The decline came despite rising international crude oil prices in March 2026, driven by escalating geopolitical tensions in the Middle East and concerns over disruptions to global oil supply routes. According to the US Energy Information Administration, Brent crude prices climbed sharply during the first quarter of 2026, crossing the $100 per barrel mark on March 12 and closing the quarter at around $118 per barrel after renewed military tensions in the Middle East and fears surrounding the Strait of Hormuz.
However, the higher prices failed to translate into stronger Federation oil earnings from PSC proceeds. Further analysis of the reports showed that total PSC distribution in the first quarter of 2026 stood at N180.05bn, compared with N438.54bn in the corresponding period of 2025, indicating a year-on-year decline of N258.49bn or 58.9 per cent.
The Q1 2026 figure also fell short of the N592.10bn budget projection by N412.05bn. Sunday PUNCH further observed that PSC distribution declined from N105.91bn in January 2025 to N16.07bn in January 2026. In February, receipts dipped from N127.67bn in 2025 to N121.34bn in 2026 before plunging further to N42.64bn in March 2026 from N204.96bn in March 2025.
The reports also revealed a major structural change in the distribution framework following Executive Order 9 signed by President Bola Tinubu in 2026. Under the 2025 structure, PSC profits were shared using the Petroleum Industry Act-prescribed 30:30:40 formula.
Out of the N438.54bn PSC profit recorded in Q1 2025, N131.56bn was deducted as NNPC management fee, another N131.56bn was allocated to frontier exploration funds, while only N175.42bn, representing 40 per cent of the total, accrued directly to the Federation Account as the Federation’s share of PSC.

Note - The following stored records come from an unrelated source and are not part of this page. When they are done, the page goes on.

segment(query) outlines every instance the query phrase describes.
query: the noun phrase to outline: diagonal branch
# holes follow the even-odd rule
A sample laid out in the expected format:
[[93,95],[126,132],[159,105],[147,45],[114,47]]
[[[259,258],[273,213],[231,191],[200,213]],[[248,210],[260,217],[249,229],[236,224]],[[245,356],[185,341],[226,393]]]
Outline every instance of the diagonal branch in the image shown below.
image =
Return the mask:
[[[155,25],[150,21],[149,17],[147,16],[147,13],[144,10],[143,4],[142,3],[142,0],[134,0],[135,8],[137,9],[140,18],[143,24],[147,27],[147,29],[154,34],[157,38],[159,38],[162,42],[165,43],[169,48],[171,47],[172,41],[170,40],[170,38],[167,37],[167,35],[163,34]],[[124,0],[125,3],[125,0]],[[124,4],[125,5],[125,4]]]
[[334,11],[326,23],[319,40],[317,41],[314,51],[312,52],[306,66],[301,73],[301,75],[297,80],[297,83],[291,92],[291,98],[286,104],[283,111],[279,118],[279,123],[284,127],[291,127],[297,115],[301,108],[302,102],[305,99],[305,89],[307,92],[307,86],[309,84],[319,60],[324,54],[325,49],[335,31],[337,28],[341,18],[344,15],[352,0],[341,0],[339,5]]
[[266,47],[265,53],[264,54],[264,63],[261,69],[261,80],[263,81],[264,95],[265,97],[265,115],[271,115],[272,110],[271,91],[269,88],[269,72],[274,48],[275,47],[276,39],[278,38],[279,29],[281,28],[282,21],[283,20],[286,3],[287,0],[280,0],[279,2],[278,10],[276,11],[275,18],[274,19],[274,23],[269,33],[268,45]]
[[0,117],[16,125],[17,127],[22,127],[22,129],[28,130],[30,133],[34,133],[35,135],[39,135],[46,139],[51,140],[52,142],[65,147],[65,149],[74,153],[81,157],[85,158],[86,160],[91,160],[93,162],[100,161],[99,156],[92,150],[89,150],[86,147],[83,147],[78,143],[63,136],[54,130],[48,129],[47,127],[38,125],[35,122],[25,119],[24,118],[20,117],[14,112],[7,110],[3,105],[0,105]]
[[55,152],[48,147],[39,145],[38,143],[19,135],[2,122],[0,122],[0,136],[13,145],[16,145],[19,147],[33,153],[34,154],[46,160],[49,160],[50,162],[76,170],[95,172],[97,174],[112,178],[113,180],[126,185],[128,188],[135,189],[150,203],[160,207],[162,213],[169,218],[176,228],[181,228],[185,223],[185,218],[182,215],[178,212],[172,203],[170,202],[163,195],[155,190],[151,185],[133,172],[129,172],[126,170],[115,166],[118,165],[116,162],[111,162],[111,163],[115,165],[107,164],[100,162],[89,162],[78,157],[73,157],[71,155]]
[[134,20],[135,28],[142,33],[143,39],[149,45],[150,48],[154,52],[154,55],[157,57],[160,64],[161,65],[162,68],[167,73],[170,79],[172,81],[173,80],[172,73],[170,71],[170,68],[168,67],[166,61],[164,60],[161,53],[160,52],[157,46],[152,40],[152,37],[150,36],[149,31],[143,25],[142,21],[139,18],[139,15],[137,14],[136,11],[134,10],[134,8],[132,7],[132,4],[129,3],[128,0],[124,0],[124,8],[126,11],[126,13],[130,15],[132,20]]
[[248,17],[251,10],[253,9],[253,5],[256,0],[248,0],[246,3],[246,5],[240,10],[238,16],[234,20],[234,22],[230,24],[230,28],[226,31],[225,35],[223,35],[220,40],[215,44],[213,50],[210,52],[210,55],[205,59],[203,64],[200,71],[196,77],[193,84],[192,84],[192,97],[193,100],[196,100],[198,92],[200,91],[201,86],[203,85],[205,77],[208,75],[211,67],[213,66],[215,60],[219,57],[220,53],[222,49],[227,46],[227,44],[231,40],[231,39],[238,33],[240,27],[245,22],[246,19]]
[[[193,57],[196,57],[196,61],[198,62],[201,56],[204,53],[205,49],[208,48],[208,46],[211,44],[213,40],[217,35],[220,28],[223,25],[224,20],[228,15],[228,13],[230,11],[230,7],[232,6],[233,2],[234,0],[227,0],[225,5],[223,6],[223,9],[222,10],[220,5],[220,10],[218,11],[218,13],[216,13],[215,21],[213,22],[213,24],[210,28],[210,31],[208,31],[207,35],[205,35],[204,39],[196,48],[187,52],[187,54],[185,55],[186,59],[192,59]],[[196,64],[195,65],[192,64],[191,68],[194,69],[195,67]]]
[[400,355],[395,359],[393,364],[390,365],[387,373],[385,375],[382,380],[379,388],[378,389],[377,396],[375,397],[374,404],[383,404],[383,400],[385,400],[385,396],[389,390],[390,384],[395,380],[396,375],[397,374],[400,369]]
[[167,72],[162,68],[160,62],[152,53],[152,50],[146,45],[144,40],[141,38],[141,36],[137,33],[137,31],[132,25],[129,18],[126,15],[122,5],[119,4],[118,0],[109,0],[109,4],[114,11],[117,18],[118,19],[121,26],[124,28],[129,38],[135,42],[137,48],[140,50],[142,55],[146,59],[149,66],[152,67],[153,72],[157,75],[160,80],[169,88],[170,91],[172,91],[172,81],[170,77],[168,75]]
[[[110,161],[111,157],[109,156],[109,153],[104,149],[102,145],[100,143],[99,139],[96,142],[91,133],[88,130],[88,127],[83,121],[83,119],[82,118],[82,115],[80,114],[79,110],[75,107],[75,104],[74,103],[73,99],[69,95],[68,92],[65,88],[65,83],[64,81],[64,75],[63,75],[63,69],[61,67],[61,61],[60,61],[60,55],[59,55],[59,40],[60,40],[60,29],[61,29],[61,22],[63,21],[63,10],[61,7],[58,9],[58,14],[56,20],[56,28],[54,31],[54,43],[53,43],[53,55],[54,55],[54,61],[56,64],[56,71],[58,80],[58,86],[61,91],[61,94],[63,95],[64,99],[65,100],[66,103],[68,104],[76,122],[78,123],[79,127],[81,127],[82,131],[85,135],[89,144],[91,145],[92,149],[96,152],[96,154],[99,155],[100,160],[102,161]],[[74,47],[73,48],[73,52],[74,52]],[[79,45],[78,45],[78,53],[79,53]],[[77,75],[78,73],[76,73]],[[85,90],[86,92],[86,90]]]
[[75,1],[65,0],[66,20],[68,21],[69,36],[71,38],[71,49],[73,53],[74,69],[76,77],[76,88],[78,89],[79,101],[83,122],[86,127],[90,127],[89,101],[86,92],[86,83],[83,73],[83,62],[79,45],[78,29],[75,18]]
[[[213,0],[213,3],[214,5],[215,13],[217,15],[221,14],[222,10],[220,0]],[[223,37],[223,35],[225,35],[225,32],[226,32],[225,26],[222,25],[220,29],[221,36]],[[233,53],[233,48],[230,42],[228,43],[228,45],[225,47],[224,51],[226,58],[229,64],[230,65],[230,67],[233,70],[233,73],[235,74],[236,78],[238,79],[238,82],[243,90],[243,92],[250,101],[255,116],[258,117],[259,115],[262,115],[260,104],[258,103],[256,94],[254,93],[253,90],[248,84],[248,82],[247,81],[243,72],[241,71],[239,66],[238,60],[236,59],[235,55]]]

This means NNPC-related deductions totalled N263.12bn in the first quarter of 2025. However, the 2026 report showed that the Federation’s share of PSC had risen to 100 per cent, with no separate deductions for NNPC management fees or frontier exploration. The report specifically noted that “from February 2026, PSC distribution is in compliance with Executive Order 9 2026.” Tinubu’s Executive Order 9, signed in February 2026, mandates that oil and gas revenues due to the Federation be remitted directly into the Federation Account, limiting deductions and retentions by agencies and directing that key statutory inflows be paid in full before any spending or appropriation.
The order scrapped the 30 per cent Frontier Exploration Fund under the PIA and discontinued the 30 per cent management fee on profit oil and profit gas retained by the NNPC. Effective February 13, 2026, the directive is intended to safeguard oil and gas revenues and strengthen remittances to the Federation Account.
According to the directive, the President invoked Section 5 of the Constitution of the Federal Republic of Nigeria (as amended), anchored on Section 44(3), which vests ownership and control of all minerals, mineral oils, and natural gas in the Government of the Federation.